Hace algunas semanas leí en el periódico cómo muchos cordobeses estaban acudiendo a los Juzgados de Málaga para demandar a las entidades con las que tienen concertados sus préstamos hipotecarios y conseguir, junto con la declaración de nulidad de las cláusulas suelo insertas en sus contratos de préstamo, la devolución de lo abonado en exceso por tales cláusulas (ver noticia).
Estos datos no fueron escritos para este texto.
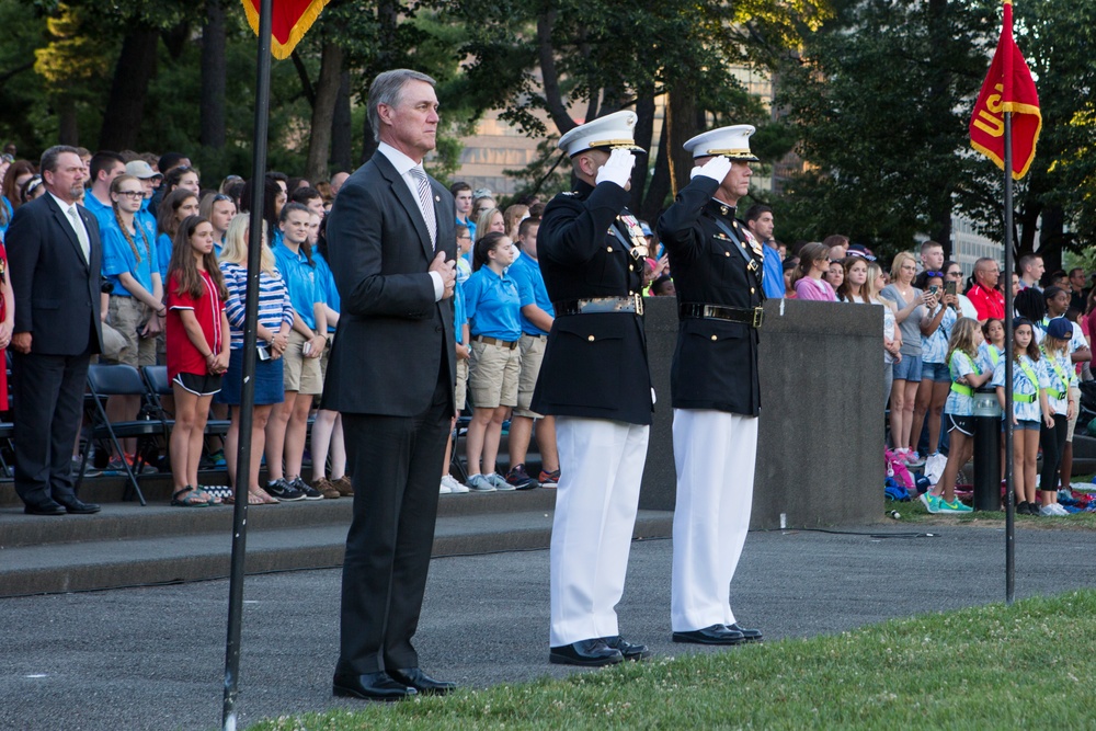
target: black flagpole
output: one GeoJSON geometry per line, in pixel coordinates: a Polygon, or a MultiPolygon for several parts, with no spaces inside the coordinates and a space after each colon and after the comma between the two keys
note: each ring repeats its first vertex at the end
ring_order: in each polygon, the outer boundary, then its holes
{"type": "MultiPolygon", "coordinates": [[[[1016,483],[1013,481],[1013,113],[1005,112],[1005,603],[1016,596],[1016,483]]],[[[1032,338],[1035,332],[1031,333],[1032,338]]],[[[1042,419],[1042,415],[1039,416],[1042,419]]]]}
{"type": "Polygon", "coordinates": [[[266,174],[267,111],[271,96],[273,0],[259,1],[259,62],[255,75],[255,132],[251,167],[251,226],[248,236],[248,295],[243,325],[243,384],[240,396],[239,448],[236,460],[236,506],[232,514],[232,572],[228,589],[228,638],[225,643],[224,731],[236,731],[236,698],[240,683],[240,627],[243,614],[243,569],[248,533],[248,488],[251,484],[251,425],[255,404],[255,346],[259,320],[259,272],[263,247],[263,184],[266,174]]]}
Casualmente, pocos días después de leer tal noticia, en una jornada organizada en el Colegio de Abogados de Málaga, en la que participaban tanto Don Antonio Fuentes Bujalance como Doña Rocío Marina Coll y Don Fernando Caballero García, magistrados de los Juzgados de lo Mercantil 1 y 2 de Málaga y del Juzgado de lo Mercantil de Córdoba respectivamente, uno de los temas que salió a debate era precisamente la “huida” de los consumidores cordobeses de los juzgados de su provincia.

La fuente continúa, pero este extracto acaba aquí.